The plaintiffs in this case all were detained and tortured by Chinese authorities as part of their crackdown on practitioners of the spiritual practice of Falun Gong. Following their release, they moved to Canada in order to escape further persecution in China. One of the plaintiffs was a Canadian citizen at the time of his torture. In 2004, they brought a joint civil action before the Ontario Superior Court of justice against then Chinese leader Jiang Zemin and other officials of the Chinese Communist Party for ordering their torture. Amnesty International co-intervened in this case with the Canadian Centre for International Justice (CCIJ) to argue that under international human rights law torture survivors have a right to obtain fair and adequate compensation for their ill-treatment.
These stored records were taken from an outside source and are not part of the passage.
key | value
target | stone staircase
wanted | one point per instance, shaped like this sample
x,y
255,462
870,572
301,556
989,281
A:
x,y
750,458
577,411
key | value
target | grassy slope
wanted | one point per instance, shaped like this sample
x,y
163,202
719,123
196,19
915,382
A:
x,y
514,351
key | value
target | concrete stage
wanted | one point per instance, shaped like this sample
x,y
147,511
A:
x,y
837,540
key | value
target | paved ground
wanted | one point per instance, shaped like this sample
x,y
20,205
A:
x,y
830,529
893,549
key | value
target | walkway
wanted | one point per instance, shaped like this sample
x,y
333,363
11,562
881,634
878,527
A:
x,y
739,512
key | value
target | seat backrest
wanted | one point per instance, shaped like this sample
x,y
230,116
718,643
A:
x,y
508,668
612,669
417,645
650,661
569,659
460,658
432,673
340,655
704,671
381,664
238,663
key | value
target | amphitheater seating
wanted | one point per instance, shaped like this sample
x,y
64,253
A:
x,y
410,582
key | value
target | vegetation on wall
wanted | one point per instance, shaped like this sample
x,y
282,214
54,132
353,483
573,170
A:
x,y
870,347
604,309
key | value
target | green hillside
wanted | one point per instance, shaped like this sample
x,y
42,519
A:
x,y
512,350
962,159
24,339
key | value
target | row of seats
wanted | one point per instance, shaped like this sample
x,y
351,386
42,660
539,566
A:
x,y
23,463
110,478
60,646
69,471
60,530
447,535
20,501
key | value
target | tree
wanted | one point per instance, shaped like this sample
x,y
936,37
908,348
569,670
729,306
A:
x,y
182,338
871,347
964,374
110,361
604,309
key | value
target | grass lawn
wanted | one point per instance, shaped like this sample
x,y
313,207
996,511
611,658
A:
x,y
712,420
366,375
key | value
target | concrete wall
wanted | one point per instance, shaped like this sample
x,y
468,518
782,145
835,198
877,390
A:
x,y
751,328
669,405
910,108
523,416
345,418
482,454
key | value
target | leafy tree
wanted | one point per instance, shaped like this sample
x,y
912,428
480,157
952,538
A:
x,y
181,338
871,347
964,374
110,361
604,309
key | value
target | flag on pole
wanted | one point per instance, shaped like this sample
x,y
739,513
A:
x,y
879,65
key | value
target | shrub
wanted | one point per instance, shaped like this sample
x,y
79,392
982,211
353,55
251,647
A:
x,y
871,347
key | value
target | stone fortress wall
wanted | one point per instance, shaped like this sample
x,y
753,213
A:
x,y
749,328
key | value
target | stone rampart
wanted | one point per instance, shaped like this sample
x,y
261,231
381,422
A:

The State Immunity Act cannot be relied on to immunize foreign authorities for serious human rights violations such as torture.
Omar Khadr is a Canadian citizen who in 2002 was captured by American forces in Afghanistan. He had found himself in a fire fight and allegedly threw a grenade which resulted in the death of a US soldier. Mr. Khadr was 15 years old at the time. He was detained, interrogated, and sent to Guantanamo Bay, where he spent the next decade. In 2005, Mr. Khadr was declared an enemy combatant and the US laid formal charges against him. He was to be tried before a Military Commission. In preparing his defense, Khadr sought an order from the Supreme Court of Canada requiring Canadian officials who interviewed him in Guantanamo Bay to disclose all records they had provided to American officials stemming from those interviews. The Supreme Court of Canada ordered that the government disclose that information to Mr. Khadr. Following the Supreme Court of Canada’s judgment recognizing that Mr. Khadr’s Charter and international human rights had been violated at Guantanamo Bay, Mr. Khadr made repeated requests to the Canadian government to seek his repatriation to Canada. Amnesty International applied to intervene in Mr. Khadr’s case before the Federal Court of Appeal and Supreme Court of Canada.